Introduzione
- Steven A. Nash
È raro che un’artista a metà carriera abbia esplorato, lungo il suo percorso, una così ampia varietà di idee, materiali e modalità espressive. Eppure è proprio la traiettoria della pratica di Karen LaMonte. Dalla Rhode Island School of Design alla fine degli anni Ottanta fino a oggi, la sua carriera è segnata da un’esplorazione costante e da una coerenza di visione e intenti. I suoi temi riguardano l’integrità della forma solida nello spazio — la sua verità, chiarezza e articolazione —, le qualità intrinseche dei materiali, la bellezza della figura femminile, il modo in cui il panneggio del corpo con i tessuti modella la nostra percezione del suo significato visivo e culturale, e la luce come proprietà scultorea.
Dopo gli studi nel dipartimento di vetro alla RISD, LaMonte si è dedicata al vetro colato, realizzando per circa sette anni soprattutto figure, animali, abiti e altri oggetti in scala ridotta. Trasferitasi a Praga, entra in dialogo con i grandi maestri cechi della fusione del vetro su larga scala. Ne studia con rigore i metodi di controllo su un mezzo difficile e inizia a creare i grandi abiti trasparenti che presto la rendono celebre. Radiose nella rifrazione della luce e, al tempo stesso, evocative — i calchi cavi rivelano l’impronta di donne ormai assenti —, queste opere preparano il terreno per molto di ciò che seguirà, inclusa l’indagine ricorrente sul peso culturale della moda nell’identità, nell’autoespressione e nella percezione della bellezza femminile.

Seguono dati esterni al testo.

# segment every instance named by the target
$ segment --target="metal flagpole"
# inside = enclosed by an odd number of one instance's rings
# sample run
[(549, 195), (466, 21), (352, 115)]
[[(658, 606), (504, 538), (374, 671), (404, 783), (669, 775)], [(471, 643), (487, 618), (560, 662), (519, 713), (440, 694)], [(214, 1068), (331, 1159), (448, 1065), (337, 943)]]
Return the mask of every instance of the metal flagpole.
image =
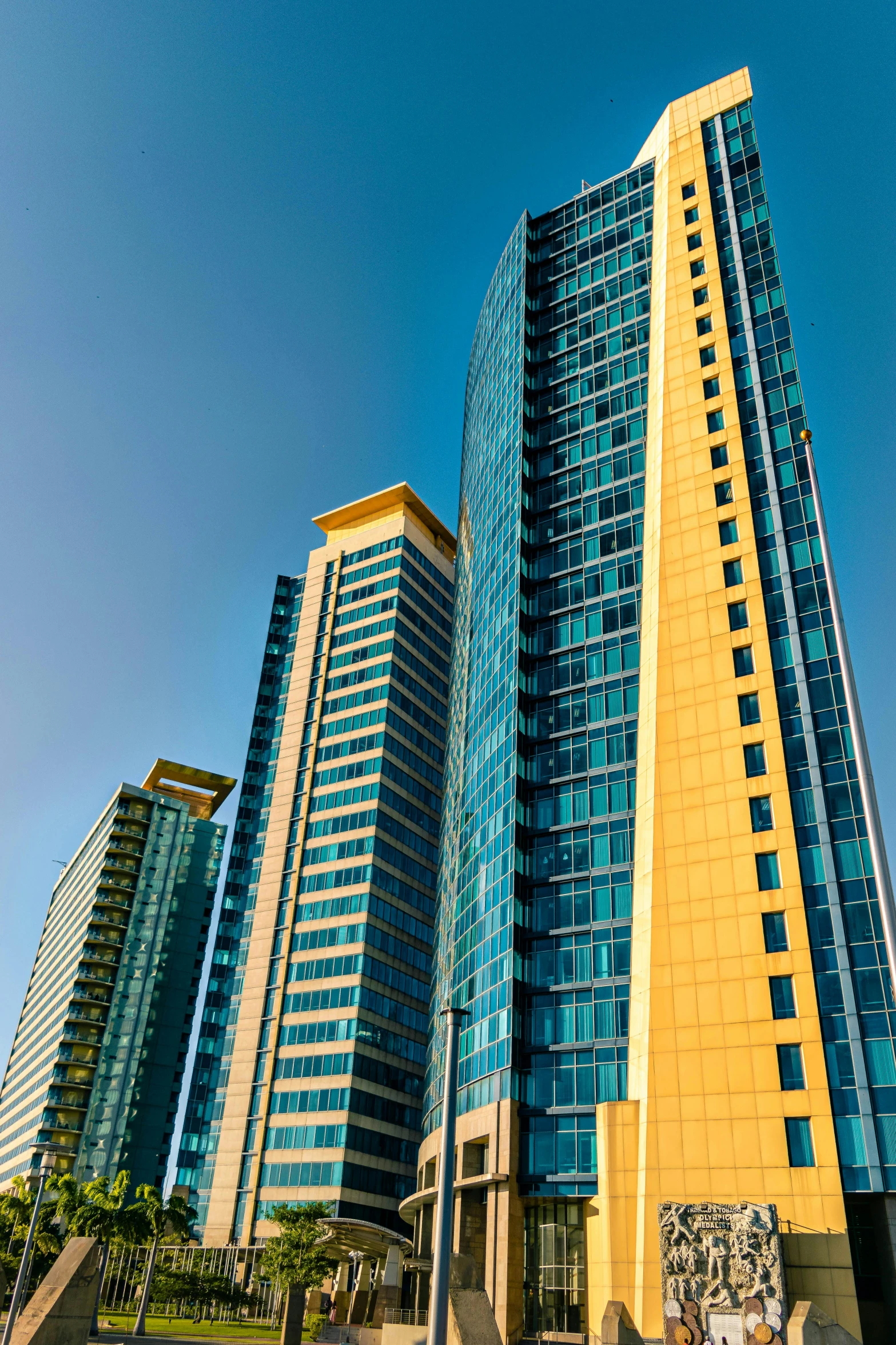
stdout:
[(43, 1205), (43, 1192), (47, 1185), (47, 1177), (56, 1165), (56, 1149), (55, 1146), (42, 1146), (43, 1153), (40, 1157), (40, 1181), (38, 1182), (38, 1194), (34, 1202), (34, 1209), (31, 1212), (31, 1224), (28, 1227), (28, 1236), (26, 1237), (24, 1251), (21, 1254), (21, 1263), (19, 1266), (19, 1274), (16, 1275), (16, 1284), (12, 1290), (12, 1302), (9, 1303), (9, 1313), (7, 1315), (7, 1325), (3, 1329), (3, 1345), (9, 1345), (9, 1337), (12, 1336), (12, 1328), (16, 1323), (16, 1314), (19, 1311), (19, 1301), (21, 1299), (21, 1293), (26, 1287), (28, 1279), (28, 1270), (31, 1262), (31, 1247), (34, 1244), (35, 1232), (38, 1229), (38, 1215), (40, 1213), (40, 1206)]
[(461, 1022), (469, 1009), (442, 1009), (446, 1020), (445, 1092), (442, 1095), (442, 1157), (439, 1159), (439, 1194), (433, 1229), (433, 1287), (430, 1291), (430, 1329), (427, 1345), (446, 1345), (447, 1291), (451, 1270), (451, 1231), (454, 1224), (454, 1128), (457, 1122), (457, 1065)]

Lo sviluppo successivo amplia il fuoco culturale. LaMonte affronta in profondità la storia e i significati sociali del kimono giapponese. Con le sculture dedicate al kimono introduce nella pratica bronzo, ghisa e ceramica. In tutti questi materiali cerca di esprimere il carattere intrinseco e la bellezza tattile di ciascuno. Ben presto si apre anche a una serie di opere con grandi colate di teli di panneggio, le cui onde di pieghe evocano il paesaggio.
Poi torna alla haute couture europea e americana, con un nuovo umore e una trasformazione nell’uso della luce. I suoi Notturni conservano la compostezza classica dei precedenti abiti in vetro, ma con un’aura diversa: ambienti onirici, ombre, desiderio e meditazione.
Per il vetro sviluppa una nuova formula che produce una colorazione crepuscolare. Inizia a usare bronzo bianco per effetti di grigio argenteo e, come nei kimono, la lenta ossidazione della ghisa per ottenere superfici polverose, quasi ineffabili. Poi, in un cambio di passo, tra le opere più recenti compaiono grandi intagli in marmo di nubi cumuliformi, che portano il lavoro verso una nuova posizione, sul limite dell’astrazione.
Questo tracciato composito compone un percorso artistico di grande rilievo: vario per espressione formale e iconografia quanto per materiali impiegati. È documentato da diverse pubblicazioni e da importanti mostre museali, tra cui: Museo ceco di belle arti, Praga (2004); Museum of Glass, Tacoma, Washington (2005); Chrysler Museum of Art, Norfolk, Virginia (2009); Chazen Museum of Art, Madison, Wisconsin (2017); Hunter Museum of American Art, Chattanooga, Tennessee (2018). Tutte hanno contribuito ad ampliare la reputazione di LaMonte. Il posto di Karen LaMonte nell’arte contemporanea è ancora in divenire, ma il contributo è già notevole. Resta la curiosità di vedere dove ci condurrà, ora, questa artista così avventurosa.